At the helm of the 1918 editorial staff were ARF leaders and journalists Sahag Chetechian, Nshan Desdegulian and Minas Veradzin. In addition to reporting news as soon as it reached them, they also had to face the task of helping people who were attempting to find lost relatives in the pages of the paper which at that point had barely been circulating for two decades. I cannot even begin to fathom their thoughts as news of the establishment of the newly independent republic reached them. I’m certain excitement and a sense of victory over incredible adversity were part of what they felt, but I also imagine feelings of intense sadness over all the lost souls as well as trepidation over the stability of the republic during a volatile war-time period.
The simple, but awe-inspiring statement from Tiflis was a powerful turning point in Armenian history. “The Armenian National Council declares itself the supreme and sole administration of the Armenian provinces.” Coming on the heels of the victories against the Turkish army by the Armenian military and volunteer forces at Sardarabad, Bash-Abaran and Gharakilise, the news was promising but also concerning given the conditions under which the First Republic was being established. A refugee crisis from the Genocide, harsh conditions in the republic and the constant threat to its existence were of primary concern. In addition, the typhoid epidemic was running rampant and ultimately resulted in tens of thousands of deaths, exacerbated by the unrelenting hunger of the masses. By all accounts, that first winter of 1918-1919 was absolutely ravaging and heartbreaking for the citizens of the emerging republic.
I can visualize our people here in the United States poring over the pages of the Hairenik as news of the fledgling republic was breaking. To understand how the news reached Armenians in America, we must put aside today’s expectations of immediate news availability. When was the news published in the pages of the Hairenik Daily? It appeared exactly one month after it happened, in the June 30, 1918 issue of the daily paper and this was the headline:
Armenians of the Caucasus Declare Independence
Kachaznuni: Prime Minister – Khadisian: Foreign Affairs Minister – An Armenian delegation has made it to Bolis (Istanbul)
Considering the endless grim updates from the Caucasus, finally here was a glimmer of hope. Here is the rest of the translated article:
Amsterdam, June 28—According to the newspaper Berliner Lokal-Anzeiger, the Armenians of the Caucasus have declared independence. Kachaznuni has been appointed Prime Minister and A. Khadisian Foreign Minister. The newspaper also adds that an Armenian delegation has arrived in Istanbul.
Note: This news report confirms the telegram we received from Paris, that the Armenian army has subjected the Turks to a crushing defeat, forcing them to make concessions to the Armenians. We confirm the [news about] Armenian independence and an Armenian delegation’s departure to Istanbul. Kühlmann has said that soon deliberations will be held in Istanbul to resolve Caucasus-related issues.

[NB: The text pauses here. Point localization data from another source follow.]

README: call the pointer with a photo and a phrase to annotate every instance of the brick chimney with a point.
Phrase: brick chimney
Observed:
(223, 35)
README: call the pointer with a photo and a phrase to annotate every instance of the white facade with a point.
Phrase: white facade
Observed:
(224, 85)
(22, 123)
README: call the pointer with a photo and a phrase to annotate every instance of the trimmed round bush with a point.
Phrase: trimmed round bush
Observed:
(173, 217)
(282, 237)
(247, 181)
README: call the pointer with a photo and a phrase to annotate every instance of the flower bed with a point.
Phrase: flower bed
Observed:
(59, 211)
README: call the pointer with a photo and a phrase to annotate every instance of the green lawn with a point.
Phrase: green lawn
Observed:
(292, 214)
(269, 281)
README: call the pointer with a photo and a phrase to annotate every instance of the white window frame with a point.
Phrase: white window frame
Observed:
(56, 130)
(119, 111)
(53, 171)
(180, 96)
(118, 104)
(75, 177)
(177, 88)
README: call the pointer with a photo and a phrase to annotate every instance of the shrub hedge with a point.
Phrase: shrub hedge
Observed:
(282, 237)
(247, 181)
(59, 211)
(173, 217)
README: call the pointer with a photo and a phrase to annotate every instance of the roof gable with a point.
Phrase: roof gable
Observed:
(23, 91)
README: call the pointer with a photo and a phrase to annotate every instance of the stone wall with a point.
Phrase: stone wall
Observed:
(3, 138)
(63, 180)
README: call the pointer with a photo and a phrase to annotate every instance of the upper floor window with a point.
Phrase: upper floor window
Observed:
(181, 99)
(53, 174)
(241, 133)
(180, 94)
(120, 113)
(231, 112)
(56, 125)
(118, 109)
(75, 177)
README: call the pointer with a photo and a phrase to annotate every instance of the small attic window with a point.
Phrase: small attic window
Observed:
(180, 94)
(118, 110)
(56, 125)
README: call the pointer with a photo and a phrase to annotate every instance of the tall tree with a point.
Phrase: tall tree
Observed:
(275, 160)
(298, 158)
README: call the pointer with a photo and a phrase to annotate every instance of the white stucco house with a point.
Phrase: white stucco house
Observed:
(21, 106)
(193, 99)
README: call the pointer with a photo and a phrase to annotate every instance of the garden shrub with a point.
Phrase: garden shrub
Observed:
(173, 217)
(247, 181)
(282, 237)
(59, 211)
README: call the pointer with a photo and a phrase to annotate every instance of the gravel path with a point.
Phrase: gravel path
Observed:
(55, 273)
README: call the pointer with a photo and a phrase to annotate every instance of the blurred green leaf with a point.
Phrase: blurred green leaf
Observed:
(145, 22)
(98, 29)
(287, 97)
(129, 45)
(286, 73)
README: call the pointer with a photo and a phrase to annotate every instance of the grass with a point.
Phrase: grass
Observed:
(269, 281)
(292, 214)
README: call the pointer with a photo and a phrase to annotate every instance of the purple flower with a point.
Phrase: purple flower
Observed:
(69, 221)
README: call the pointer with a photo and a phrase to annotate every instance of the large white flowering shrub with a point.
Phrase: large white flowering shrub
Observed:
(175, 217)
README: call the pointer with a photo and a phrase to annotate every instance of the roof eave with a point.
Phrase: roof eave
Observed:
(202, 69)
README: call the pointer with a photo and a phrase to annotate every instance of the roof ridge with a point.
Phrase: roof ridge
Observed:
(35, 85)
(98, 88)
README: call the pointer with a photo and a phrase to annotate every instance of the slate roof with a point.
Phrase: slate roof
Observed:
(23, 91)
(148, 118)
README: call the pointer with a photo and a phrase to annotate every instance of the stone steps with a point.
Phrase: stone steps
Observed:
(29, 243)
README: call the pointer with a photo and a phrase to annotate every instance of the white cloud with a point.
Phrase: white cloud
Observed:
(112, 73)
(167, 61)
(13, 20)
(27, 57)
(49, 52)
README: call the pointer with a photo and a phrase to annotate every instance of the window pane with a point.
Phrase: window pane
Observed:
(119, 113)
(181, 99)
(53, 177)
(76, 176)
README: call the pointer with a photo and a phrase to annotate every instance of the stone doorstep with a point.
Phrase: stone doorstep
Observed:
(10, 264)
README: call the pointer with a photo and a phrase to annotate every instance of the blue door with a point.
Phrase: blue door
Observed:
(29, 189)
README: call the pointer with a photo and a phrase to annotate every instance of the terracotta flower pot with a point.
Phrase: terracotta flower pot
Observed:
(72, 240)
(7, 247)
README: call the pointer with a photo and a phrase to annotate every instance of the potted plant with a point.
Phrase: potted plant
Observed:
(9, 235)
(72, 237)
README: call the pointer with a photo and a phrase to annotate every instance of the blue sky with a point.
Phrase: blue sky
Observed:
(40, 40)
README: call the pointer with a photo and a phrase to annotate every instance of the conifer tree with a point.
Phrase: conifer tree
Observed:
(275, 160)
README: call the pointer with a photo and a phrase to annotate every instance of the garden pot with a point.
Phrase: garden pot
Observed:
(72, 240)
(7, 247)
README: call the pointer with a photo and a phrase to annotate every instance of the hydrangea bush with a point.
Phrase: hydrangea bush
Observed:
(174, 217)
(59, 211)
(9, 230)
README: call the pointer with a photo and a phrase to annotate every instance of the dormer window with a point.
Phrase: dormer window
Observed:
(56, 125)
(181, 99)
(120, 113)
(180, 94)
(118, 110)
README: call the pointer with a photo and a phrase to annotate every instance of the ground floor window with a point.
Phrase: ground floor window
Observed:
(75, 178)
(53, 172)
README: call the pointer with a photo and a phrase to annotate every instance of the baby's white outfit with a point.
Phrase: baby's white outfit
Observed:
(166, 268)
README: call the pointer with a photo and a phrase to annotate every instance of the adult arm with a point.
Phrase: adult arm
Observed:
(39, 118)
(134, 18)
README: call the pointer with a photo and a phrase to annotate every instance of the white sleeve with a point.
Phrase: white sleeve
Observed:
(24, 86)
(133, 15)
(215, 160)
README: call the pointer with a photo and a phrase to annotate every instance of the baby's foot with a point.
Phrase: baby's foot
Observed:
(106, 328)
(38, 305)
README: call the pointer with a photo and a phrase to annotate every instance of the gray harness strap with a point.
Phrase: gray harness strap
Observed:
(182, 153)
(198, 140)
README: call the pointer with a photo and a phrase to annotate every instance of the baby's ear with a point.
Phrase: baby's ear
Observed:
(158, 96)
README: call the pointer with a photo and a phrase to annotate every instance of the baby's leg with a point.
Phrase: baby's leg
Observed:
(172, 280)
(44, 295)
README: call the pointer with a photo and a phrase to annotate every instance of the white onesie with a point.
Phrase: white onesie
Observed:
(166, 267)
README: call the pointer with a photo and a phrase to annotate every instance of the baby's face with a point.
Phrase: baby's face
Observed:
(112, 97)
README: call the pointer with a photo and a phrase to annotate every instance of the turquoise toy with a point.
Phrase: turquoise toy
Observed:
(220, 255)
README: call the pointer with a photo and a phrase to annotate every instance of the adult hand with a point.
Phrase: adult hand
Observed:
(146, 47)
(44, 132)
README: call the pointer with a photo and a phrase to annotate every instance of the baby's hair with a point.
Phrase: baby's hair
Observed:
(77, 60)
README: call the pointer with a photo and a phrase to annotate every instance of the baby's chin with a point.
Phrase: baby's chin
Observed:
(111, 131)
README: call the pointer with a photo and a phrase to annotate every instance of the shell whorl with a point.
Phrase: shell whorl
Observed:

These days, we would consider this old news after a month, but in 1918 it was as timely as it could be with the technology of the time. We see from the article that the news was initially received via telegram from Paris and confirmed through a newspaper in Europe. Imagine waiting that long for news now!
Today, as it was then, both the Hairenik Weekly and the Armenian Weekly continue to provide the news of the day for our people. The Hairenik newspaper was a lifeline for those Armenians who had made it to the United States, a way for them to feel connected to news from the homeland and a means to remain one nation, despite being separated by oceans.
Now, we have the independent Republics of Armenia and Artsakh, as well as thriving diasporan communities around the globe. We have the immediacy of news via the technology of our times. We have websites and social media outlets churning out information in the blink of an eye. The evolution of our newspapers has been remarkable in the most tragic and dire circumstances. They have survived the test of time and we proudly join in celebrating the 1918 First Republic of Armenia.